Carta para a escritora Fernanda Young, com perguntas

Fernanda Young

Não me conformo - isso de morrer sufocada é o quê, Fernanda Young? Você pegou aquela terça-feira horrível aí em São Paulo, quando as queimadas trouxeram a noite, às 15 horas? Aquela tarde de poluição, veneno e fogo? Queria saber para tentar fazer qualquer tipo de relação menos dolorida que esta, de morrer sufocada. Morrer sem ar, sem conseguir respirar.

Foi, assim, uma forma de rebelião? Fernanda, acabo de ler a sua coluna em “O Globo”. Sim, a sua última coluna. Foi uma tosse profunda, né? Uma daquelas que o catarro, agarrado lá atrás da garganta, não sai. Os cafonas e a vulgaridade, a deselegância, a ignorância – e mentira como tática. Todos nós sabemos a quem você se refere; a quais pessoas você se refere, a quem você detesta – porque todos nós detestamos igual. Mas assim, Fernanda, me diga (não me esculache, eu sei que você não vai dizer) – sem ar? Sem conseguir respirar? 

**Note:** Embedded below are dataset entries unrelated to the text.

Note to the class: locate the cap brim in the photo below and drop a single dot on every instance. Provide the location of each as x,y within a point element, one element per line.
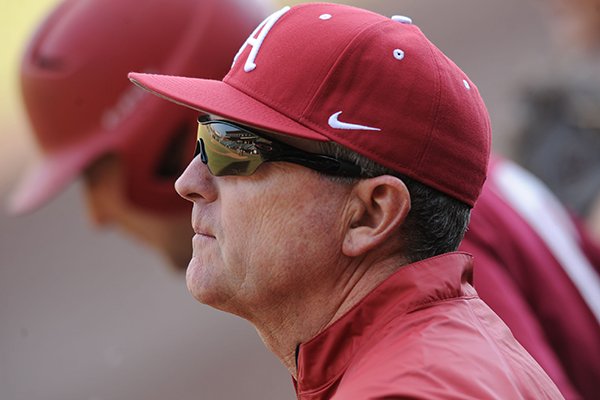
<point>222,99</point>
<point>52,173</point>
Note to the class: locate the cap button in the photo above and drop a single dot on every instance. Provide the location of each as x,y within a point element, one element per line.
<point>402,19</point>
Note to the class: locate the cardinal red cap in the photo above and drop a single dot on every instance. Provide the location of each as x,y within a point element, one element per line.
<point>81,105</point>
<point>373,84</point>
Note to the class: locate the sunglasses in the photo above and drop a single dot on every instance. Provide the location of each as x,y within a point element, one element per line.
<point>230,149</point>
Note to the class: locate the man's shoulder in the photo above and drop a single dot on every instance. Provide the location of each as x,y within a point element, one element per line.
<point>441,354</point>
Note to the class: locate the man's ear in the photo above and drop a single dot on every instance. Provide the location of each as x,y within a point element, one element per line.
<point>379,207</point>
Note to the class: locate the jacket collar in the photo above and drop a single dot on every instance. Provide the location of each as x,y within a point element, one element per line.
<point>323,359</point>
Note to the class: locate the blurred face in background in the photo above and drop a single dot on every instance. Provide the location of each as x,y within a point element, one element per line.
<point>581,21</point>
<point>107,204</point>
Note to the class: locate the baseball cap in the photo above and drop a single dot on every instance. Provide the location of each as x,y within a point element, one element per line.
<point>376,85</point>
<point>81,105</point>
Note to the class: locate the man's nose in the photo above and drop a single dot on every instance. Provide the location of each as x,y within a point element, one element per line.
<point>196,183</point>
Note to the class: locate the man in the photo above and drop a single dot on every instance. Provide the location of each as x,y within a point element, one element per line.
<point>337,165</point>
<point>88,120</point>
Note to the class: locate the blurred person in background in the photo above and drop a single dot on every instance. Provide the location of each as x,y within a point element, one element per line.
<point>87,119</point>
<point>537,265</point>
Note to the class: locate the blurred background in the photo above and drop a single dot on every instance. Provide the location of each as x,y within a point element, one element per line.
<point>94,315</point>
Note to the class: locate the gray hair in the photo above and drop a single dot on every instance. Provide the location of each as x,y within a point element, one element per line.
<point>436,222</point>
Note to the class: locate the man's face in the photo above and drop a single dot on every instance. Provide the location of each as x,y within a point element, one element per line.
<point>262,238</point>
<point>107,204</point>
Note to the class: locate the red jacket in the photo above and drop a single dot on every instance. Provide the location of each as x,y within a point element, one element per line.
<point>518,273</point>
<point>421,334</point>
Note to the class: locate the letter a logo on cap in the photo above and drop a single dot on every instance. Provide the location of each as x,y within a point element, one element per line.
<point>256,42</point>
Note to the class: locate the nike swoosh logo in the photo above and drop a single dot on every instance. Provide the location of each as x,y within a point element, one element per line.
<point>335,123</point>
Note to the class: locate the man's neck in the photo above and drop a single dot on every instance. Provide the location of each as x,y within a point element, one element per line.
<point>299,322</point>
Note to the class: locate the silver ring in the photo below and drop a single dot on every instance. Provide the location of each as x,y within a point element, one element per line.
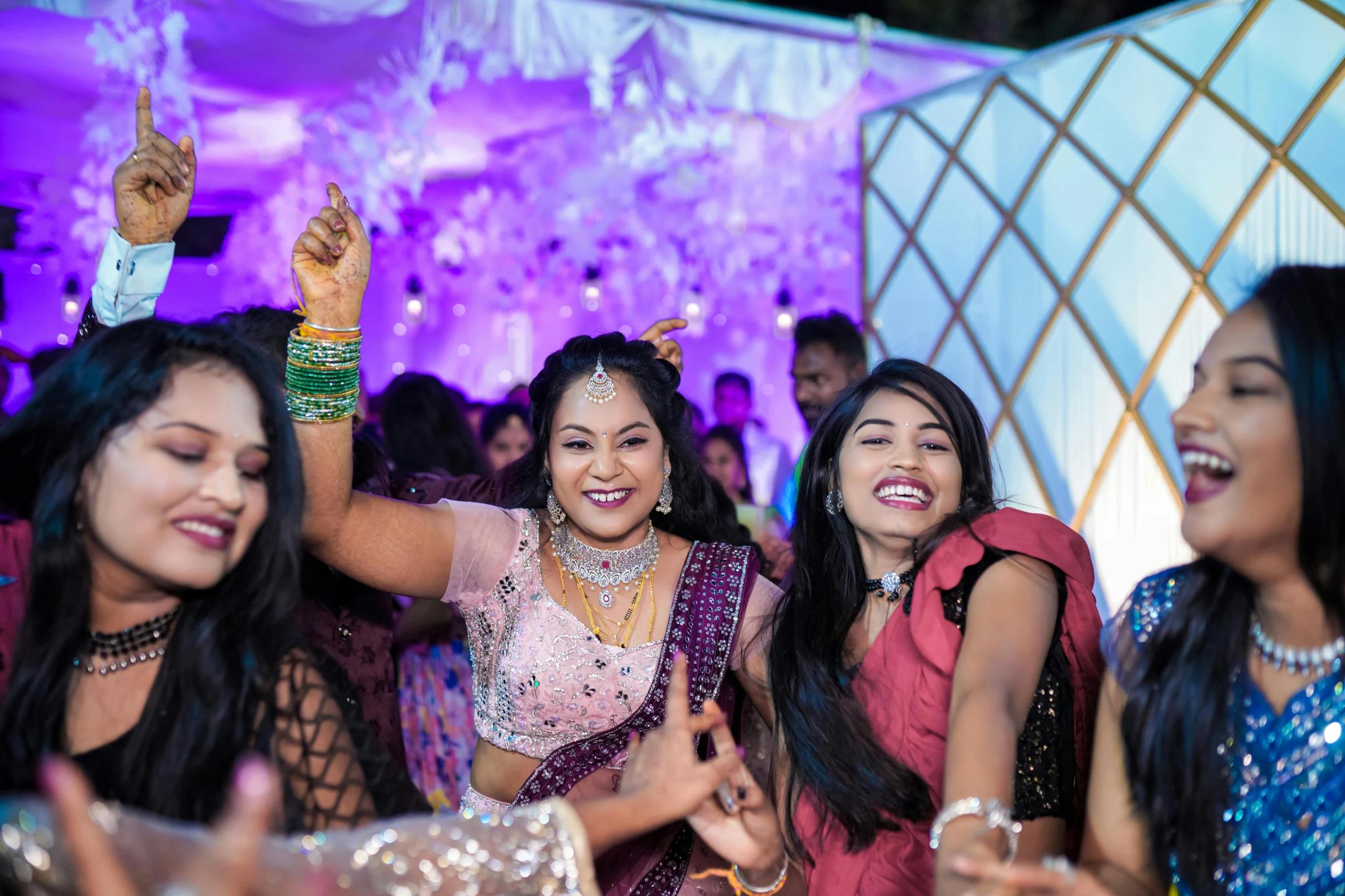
<point>179,889</point>
<point>727,801</point>
<point>1062,867</point>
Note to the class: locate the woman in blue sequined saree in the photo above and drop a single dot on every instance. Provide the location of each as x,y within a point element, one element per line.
<point>1219,763</point>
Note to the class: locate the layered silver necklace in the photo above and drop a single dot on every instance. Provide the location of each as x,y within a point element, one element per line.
<point>1298,662</point>
<point>606,568</point>
<point>112,652</point>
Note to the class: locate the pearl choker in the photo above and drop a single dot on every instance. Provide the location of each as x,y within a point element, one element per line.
<point>606,568</point>
<point>1300,662</point>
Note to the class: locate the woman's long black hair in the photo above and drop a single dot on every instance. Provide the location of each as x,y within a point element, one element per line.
<point>833,752</point>
<point>426,429</point>
<point>229,640</point>
<point>696,513</point>
<point>1176,719</point>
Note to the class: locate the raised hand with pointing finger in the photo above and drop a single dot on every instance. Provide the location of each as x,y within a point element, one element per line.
<point>154,185</point>
<point>331,264</point>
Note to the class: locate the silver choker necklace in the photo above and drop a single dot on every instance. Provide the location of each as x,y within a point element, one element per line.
<point>1298,662</point>
<point>606,568</point>
<point>112,652</point>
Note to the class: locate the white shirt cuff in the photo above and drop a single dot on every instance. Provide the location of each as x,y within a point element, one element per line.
<point>129,280</point>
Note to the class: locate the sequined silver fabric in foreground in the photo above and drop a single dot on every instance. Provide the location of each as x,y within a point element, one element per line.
<point>533,849</point>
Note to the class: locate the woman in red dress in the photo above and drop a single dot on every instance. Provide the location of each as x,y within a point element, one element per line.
<point>933,653</point>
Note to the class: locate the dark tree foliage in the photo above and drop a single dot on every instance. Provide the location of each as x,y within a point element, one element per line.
<point>1010,23</point>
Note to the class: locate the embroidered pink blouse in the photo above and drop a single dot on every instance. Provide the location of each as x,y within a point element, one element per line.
<point>539,678</point>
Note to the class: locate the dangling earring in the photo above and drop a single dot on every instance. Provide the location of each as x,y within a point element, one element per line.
<point>666,495</point>
<point>553,507</point>
<point>836,501</point>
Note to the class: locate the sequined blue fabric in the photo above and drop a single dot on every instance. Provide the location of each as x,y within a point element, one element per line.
<point>1286,810</point>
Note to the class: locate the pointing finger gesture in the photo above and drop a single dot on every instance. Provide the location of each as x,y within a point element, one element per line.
<point>331,262</point>
<point>152,187</point>
<point>669,349</point>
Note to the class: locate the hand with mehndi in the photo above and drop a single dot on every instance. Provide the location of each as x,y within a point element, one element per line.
<point>669,348</point>
<point>664,771</point>
<point>331,262</point>
<point>152,187</point>
<point>227,866</point>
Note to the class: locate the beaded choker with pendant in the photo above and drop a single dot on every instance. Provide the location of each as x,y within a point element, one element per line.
<point>891,583</point>
<point>1298,662</point>
<point>112,652</point>
<point>606,568</point>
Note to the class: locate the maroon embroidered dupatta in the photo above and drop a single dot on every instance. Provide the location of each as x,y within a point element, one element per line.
<point>704,624</point>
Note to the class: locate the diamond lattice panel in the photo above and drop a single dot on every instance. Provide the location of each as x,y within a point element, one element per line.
<point>958,360</point>
<point>1193,39</point>
<point>1279,65</point>
<point>1201,178</point>
<point>1056,81</point>
<point>1130,293</point>
<point>1173,378</point>
<point>1130,539</point>
<point>1068,410</point>
<point>958,229</point>
<point>1319,149</point>
<point>1158,172</point>
<point>912,310</point>
<point>1004,144</point>
<point>1009,306</point>
<point>1066,209</point>
<point>884,240</point>
<point>947,112</point>
<point>1016,484</point>
<point>1130,106</point>
<point>908,167</point>
<point>1288,225</point>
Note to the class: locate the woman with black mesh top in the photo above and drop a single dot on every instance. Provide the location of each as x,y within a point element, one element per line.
<point>162,480</point>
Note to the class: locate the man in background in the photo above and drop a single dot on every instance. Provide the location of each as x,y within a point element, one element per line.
<point>768,459</point>
<point>828,356</point>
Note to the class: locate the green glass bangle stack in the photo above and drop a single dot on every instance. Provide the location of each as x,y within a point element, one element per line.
<point>322,378</point>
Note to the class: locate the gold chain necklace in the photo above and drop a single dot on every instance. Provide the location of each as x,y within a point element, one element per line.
<point>627,621</point>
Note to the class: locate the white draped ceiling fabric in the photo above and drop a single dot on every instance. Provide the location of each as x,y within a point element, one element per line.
<point>695,156</point>
<point>1063,234</point>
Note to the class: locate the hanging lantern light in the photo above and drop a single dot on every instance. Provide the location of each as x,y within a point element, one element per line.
<point>70,300</point>
<point>696,309</point>
<point>592,289</point>
<point>786,316</point>
<point>415,302</point>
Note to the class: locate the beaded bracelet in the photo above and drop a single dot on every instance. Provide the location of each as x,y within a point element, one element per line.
<point>322,409</point>
<point>322,378</point>
<point>328,333</point>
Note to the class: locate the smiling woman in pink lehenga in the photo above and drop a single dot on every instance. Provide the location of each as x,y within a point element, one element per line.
<point>933,653</point>
<point>577,602</point>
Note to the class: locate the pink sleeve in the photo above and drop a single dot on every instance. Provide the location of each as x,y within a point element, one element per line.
<point>483,543</point>
<point>755,629</point>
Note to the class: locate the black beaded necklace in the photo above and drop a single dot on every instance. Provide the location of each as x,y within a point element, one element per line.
<point>891,583</point>
<point>112,652</point>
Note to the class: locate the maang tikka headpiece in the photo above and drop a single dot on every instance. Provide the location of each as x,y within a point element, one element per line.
<point>600,387</point>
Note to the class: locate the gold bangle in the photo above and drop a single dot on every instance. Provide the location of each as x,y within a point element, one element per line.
<point>326,397</point>
<point>741,887</point>
<point>323,367</point>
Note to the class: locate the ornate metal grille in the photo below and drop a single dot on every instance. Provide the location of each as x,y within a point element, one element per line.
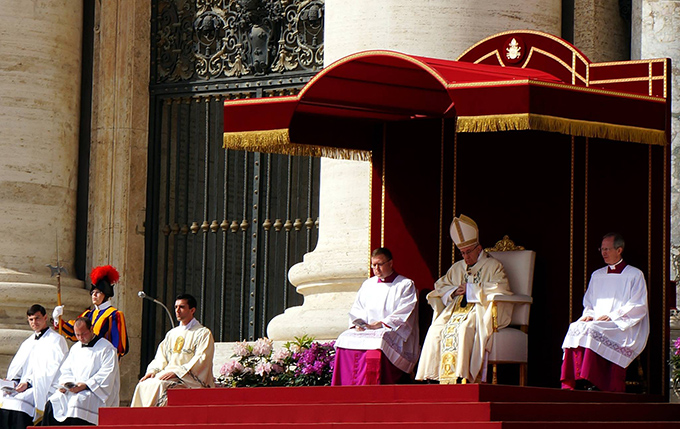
<point>226,225</point>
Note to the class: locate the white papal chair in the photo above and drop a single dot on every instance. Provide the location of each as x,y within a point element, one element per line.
<point>511,344</point>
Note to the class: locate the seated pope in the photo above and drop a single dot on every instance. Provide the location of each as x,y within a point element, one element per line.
<point>381,345</point>
<point>614,327</point>
<point>458,341</point>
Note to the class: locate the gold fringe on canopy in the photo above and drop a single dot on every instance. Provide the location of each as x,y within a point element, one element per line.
<point>572,127</point>
<point>278,141</point>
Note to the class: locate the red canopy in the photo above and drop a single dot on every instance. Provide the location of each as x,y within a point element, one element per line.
<point>512,81</point>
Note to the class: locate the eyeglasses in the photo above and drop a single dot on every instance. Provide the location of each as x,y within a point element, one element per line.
<point>468,252</point>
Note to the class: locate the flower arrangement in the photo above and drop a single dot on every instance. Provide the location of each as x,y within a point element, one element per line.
<point>302,362</point>
<point>675,366</point>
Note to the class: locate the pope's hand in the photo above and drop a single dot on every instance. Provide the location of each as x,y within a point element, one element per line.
<point>57,312</point>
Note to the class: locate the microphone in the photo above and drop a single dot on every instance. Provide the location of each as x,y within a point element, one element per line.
<point>143,295</point>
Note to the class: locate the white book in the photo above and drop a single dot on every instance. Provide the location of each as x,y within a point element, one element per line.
<point>473,292</point>
<point>7,385</point>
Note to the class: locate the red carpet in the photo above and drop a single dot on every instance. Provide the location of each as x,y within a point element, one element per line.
<point>405,406</point>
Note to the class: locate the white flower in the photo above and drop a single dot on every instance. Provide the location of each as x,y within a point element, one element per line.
<point>231,367</point>
<point>242,348</point>
<point>263,347</point>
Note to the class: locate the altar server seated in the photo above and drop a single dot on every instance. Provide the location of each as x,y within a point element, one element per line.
<point>614,327</point>
<point>31,373</point>
<point>184,358</point>
<point>381,345</point>
<point>89,379</point>
<point>457,344</point>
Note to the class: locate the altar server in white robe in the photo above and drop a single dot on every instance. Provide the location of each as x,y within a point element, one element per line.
<point>183,360</point>
<point>614,327</point>
<point>89,379</point>
<point>458,341</point>
<point>33,370</point>
<point>382,342</point>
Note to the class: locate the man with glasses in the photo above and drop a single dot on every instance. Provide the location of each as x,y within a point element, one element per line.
<point>614,327</point>
<point>459,338</point>
<point>381,345</point>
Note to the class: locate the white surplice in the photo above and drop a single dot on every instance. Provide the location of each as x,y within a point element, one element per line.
<point>475,332</point>
<point>97,367</point>
<point>394,304</point>
<point>187,351</point>
<point>37,363</point>
<point>622,297</point>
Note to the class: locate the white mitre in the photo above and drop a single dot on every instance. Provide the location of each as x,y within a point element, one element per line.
<point>464,231</point>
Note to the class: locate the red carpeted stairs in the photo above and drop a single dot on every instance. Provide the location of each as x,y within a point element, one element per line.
<point>404,406</point>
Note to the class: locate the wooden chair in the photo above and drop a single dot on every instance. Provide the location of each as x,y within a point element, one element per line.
<point>511,344</point>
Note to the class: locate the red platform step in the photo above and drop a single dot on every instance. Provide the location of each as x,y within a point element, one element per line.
<point>403,406</point>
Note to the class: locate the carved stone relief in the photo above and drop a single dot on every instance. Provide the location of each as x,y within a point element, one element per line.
<point>203,40</point>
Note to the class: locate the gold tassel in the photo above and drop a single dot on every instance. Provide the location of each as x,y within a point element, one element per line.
<point>278,141</point>
<point>572,127</point>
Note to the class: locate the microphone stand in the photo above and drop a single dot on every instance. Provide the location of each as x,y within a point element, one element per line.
<point>143,295</point>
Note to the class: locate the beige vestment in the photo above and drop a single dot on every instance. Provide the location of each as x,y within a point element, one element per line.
<point>187,351</point>
<point>474,339</point>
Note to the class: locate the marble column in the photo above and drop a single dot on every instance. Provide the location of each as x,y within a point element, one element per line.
<point>600,32</point>
<point>329,276</point>
<point>40,59</point>
<point>118,160</point>
<point>656,34</point>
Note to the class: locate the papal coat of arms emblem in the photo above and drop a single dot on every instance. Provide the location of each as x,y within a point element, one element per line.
<point>514,50</point>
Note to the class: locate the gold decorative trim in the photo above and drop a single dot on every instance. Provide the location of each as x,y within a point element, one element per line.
<point>664,269</point>
<point>571,229</point>
<point>540,33</point>
<point>268,100</point>
<point>278,141</point>
<point>624,80</point>
<point>455,184</point>
<point>556,85</point>
<point>382,187</point>
<point>574,127</point>
<point>558,60</point>
<point>490,54</point>
<point>441,198</point>
<point>619,63</point>
<point>504,245</point>
<point>370,218</point>
<point>585,222</point>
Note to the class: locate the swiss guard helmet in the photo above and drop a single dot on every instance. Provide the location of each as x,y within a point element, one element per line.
<point>103,278</point>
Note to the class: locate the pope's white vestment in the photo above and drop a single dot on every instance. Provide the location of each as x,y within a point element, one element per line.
<point>36,362</point>
<point>96,366</point>
<point>187,351</point>
<point>622,297</point>
<point>474,334</point>
<point>395,304</point>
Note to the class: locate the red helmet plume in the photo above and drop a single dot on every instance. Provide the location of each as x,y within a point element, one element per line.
<point>103,278</point>
<point>107,272</point>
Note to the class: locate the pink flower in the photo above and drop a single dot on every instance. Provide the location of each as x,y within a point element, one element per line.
<point>242,348</point>
<point>231,367</point>
<point>280,355</point>
<point>263,347</point>
<point>263,368</point>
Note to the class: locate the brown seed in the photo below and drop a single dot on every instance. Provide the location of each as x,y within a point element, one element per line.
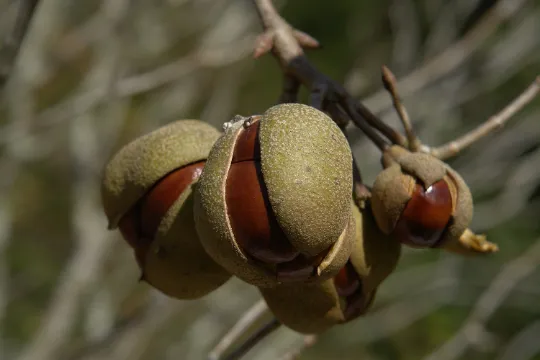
<point>252,220</point>
<point>426,215</point>
<point>140,224</point>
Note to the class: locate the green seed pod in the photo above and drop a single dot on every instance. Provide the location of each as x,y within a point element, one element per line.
<point>420,199</point>
<point>140,164</point>
<point>315,307</point>
<point>273,202</point>
<point>147,194</point>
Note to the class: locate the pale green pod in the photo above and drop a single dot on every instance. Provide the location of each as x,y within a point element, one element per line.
<point>137,166</point>
<point>164,239</point>
<point>176,263</point>
<point>375,255</point>
<point>306,165</point>
<point>307,168</point>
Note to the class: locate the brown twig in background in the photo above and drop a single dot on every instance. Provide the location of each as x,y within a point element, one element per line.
<point>390,84</point>
<point>11,44</point>
<point>495,122</point>
<point>247,345</point>
<point>286,45</point>
<point>247,320</point>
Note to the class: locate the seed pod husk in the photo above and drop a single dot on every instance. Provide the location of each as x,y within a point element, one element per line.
<point>136,167</point>
<point>147,194</point>
<point>273,202</point>
<point>420,199</point>
<point>315,307</point>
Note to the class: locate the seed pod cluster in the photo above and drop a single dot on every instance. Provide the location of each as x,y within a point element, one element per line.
<point>315,307</point>
<point>273,202</point>
<point>420,199</point>
<point>147,194</point>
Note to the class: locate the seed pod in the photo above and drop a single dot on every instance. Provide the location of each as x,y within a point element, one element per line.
<point>147,194</point>
<point>273,202</point>
<point>420,199</point>
<point>315,307</point>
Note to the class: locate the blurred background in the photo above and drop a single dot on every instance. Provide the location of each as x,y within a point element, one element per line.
<point>93,75</point>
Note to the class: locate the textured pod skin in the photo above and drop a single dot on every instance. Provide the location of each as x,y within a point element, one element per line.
<point>316,307</point>
<point>306,166</point>
<point>147,193</point>
<point>176,263</point>
<point>394,186</point>
<point>375,255</point>
<point>139,164</point>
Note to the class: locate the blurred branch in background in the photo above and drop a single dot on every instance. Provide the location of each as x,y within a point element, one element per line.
<point>92,75</point>
<point>12,41</point>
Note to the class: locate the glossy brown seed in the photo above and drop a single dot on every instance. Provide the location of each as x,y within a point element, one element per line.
<point>347,281</point>
<point>161,197</point>
<point>140,224</point>
<point>426,215</point>
<point>252,221</point>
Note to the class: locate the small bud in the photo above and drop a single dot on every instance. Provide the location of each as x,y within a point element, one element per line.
<point>272,204</point>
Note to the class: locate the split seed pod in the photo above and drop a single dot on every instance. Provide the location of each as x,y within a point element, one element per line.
<point>314,308</point>
<point>147,194</point>
<point>420,199</point>
<point>273,201</point>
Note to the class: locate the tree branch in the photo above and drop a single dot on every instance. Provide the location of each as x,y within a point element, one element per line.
<point>286,45</point>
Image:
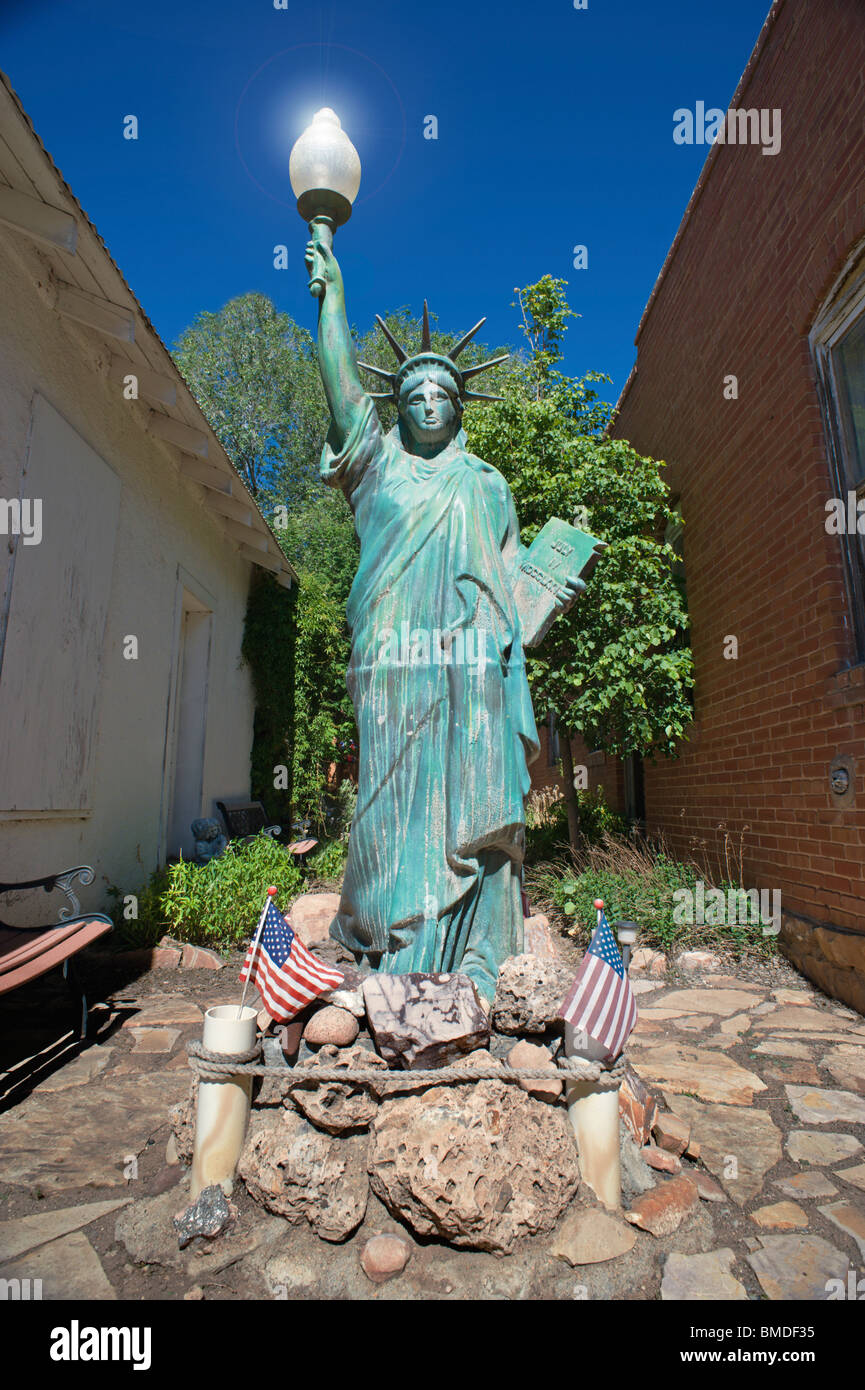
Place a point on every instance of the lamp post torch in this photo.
(324, 171)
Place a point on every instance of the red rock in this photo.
(662, 1209)
(164, 958)
(637, 1107)
(383, 1257)
(530, 1054)
(331, 1025)
(198, 958)
(645, 961)
(672, 1133)
(661, 1159)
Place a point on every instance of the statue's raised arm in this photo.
(337, 362)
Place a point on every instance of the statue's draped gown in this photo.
(435, 849)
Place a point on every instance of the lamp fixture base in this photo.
(324, 202)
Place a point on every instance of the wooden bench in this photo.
(246, 819)
(27, 952)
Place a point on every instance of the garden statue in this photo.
(442, 605)
(209, 840)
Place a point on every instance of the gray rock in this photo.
(351, 1000)
(181, 1119)
(701, 1278)
(636, 1175)
(301, 1173)
(529, 993)
(591, 1237)
(338, 1105)
(68, 1269)
(209, 1215)
(797, 1266)
(479, 1165)
(422, 1020)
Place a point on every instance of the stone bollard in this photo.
(223, 1105)
(593, 1109)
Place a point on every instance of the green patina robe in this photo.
(437, 840)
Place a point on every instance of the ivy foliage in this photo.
(613, 667)
(270, 652)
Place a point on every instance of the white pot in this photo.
(223, 1105)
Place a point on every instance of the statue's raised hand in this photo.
(320, 260)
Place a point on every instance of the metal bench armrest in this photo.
(57, 880)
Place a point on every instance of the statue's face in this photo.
(429, 412)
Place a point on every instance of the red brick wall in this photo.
(760, 252)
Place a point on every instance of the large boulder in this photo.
(420, 1020)
(479, 1165)
(529, 994)
(301, 1173)
(338, 1105)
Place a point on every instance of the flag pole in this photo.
(593, 1109)
(271, 894)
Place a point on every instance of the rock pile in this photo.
(479, 1165)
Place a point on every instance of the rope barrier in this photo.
(221, 1065)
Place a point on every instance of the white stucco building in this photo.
(127, 544)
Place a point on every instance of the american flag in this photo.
(601, 1001)
(284, 972)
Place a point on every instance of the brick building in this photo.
(765, 282)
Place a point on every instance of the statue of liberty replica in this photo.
(442, 605)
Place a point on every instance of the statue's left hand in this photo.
(569, 591)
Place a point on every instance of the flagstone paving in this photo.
(768, 1073)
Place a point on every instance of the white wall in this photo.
(164, 541)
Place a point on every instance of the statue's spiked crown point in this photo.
(426, 357)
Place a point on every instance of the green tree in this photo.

Agora é minha vez de respirar fundo, bem fundo, me endireitar na cadeira e lembrar das muitas vezes que nos falamos, dos muitos debates que fizemos juntos – “quando meus livros saem da prateleira e vão para a boca” – você me disse uma vez sobre o “Sempre um Papo”. Nunca esqueci isso. Nem a viagem louca para o Acre, depois Rondônia, aquela noite em Brasília (Rafael me mandou várias fotos, agora). 

E me lembro também da frase que melhor a define: “Eu não sou intelectual, escrevo com o corpo”, de Clarice Lispector. Vejo seu corpo estampado em fotos e mais fotos no Instagram. Corpo no qual as muitas tatoos eram uma forma de expressão. Artista multimídia, multitudo, a televisão, o teatro a internet, as redes sociais faziam parte da sua cosmovisão criativa, lúdica e, principalmente, bem humorada.  Mas era na literatura que você encontrava a melhor performance. Escrever era o seu maior enfrentamento – e o seu melhor diálogo com o mundo. 

Digo assim, então, em letras garrafais: morreu Fernanda Young, uma escritora. Que agora, finalmente respira, para sempre.